Here its mentioned in the lab notebook under data slicing section -
- If you want to be more specific, then you can map the specific value to the feature name. For example, if you want just
Male
, then you can declare it as features={'sex': [b'Male']}
. Notice that the string literal needs to be passed in as bytes with the b'
prefix.
- You can also pass in several features if you want. For example, if you want to slice through both the
sex
and race
features, then you can do features={'sex': None, 'race': None}
I tried something as below -
from tensorflow_data_validation.utils import slicing_util
slice_fn = slicing_util.get_feature_value_slicer(features={‘sex’: [b’Male’], ‘race’: [b’Asian’]})
And when I am trying to view the result then I can see sex is male only but the race is not Asian its coming as white, can somebody please explain me, what I am doing wrong here?
Please find the screenshots below -
There are no records where sex = “Asian”. Here are the unique values in the training data.
>>> train_df.race.unique()
array(['White', 'Black', 'Asian-Pac-Islander', 'Amer-Indian-Eskimo',
'Other'], dtype=object)
When you specify a dictionary like {'sex': [b'Male'], 'race': [b'Asian-Pac-Islander']}
, the records picked are those that satisfy both conditions.

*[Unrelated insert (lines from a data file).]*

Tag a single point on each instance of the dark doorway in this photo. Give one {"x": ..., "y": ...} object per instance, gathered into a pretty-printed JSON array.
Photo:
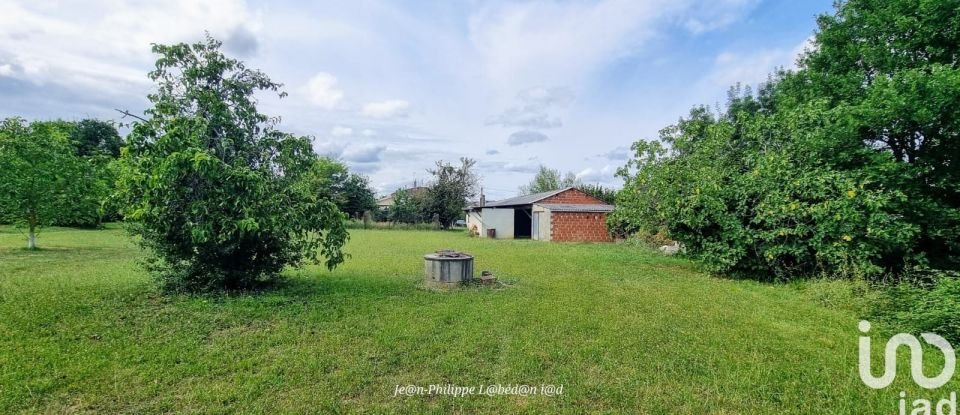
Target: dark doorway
[{"x": 522, "y": 223}]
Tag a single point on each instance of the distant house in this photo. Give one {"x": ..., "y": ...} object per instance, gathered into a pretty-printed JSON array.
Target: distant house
[
  {"x": 560, "y": 215},
  {"x": 386, "y": 202}
]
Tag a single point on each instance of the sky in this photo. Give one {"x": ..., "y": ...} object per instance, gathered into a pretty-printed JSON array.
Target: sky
[{"x": 390, "y": 87}]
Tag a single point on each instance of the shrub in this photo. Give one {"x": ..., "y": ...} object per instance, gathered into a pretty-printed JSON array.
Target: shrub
[
  {"x": 926, "y": 301},
  {"x": 218, "y": 195}
]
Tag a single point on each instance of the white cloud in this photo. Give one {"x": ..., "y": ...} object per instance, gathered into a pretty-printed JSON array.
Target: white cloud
[
  {"x": 329, "y": 148},
  {"x": 534, "y": 107},
  {"x": 717, "y": 14},
  {"x": 604, "y": 176},
  {"x": 526, "y": 136},
  {"x": 322, "y": 91},
  {"x": 104, "y": 45},
  {"x": 521, "y": 44},
  {"x": 341, "y": 131},
  {"x": 364, "y": 154},
  {"x": 617, "y": 154},
  {"x": 752, "y": 67},
  {"x": 386, "y": 109}
]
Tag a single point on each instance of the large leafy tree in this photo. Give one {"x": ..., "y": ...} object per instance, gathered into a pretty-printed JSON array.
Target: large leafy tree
[
  {"x": 847, "y": 165},
  {"x": 216, "y": 193},
  {"x": 548, "y": 179},
  {"x": 38, "y": 174},
  {"x": 448, "y": 193}
]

The generated datasets are ['All Examples', 'race_Asian-Pac-Islander_sex_Male']
On the other hand, when you specify the features as {'sex': None, 'race': None}
, you’ll have the following slices generated:
Datasets generated: ['All Examples', 'race_White_sex_Male', 'race_Black_sex_Male', 'race_Black_sex_Female', 'race_White_sex_Female', 'race_Asian-Pac-Islander_sex_Male', 'race_Amer-Indian-Eskimo_sex_Male', 'race_Other_sex_Female', 'race_Asian-Pac-Islander_sex_Female', 'race_Amer-Indian-Eskimo_sex_Female', 'race_Other_sex_Male'] Type of sliced_stats elements: <class 'tensorflow_metadata.proto.v0.statistics_pb2.DatasetFeatureStatistics'>
It seems like you are looking for the last option to pick a few and compare statistics.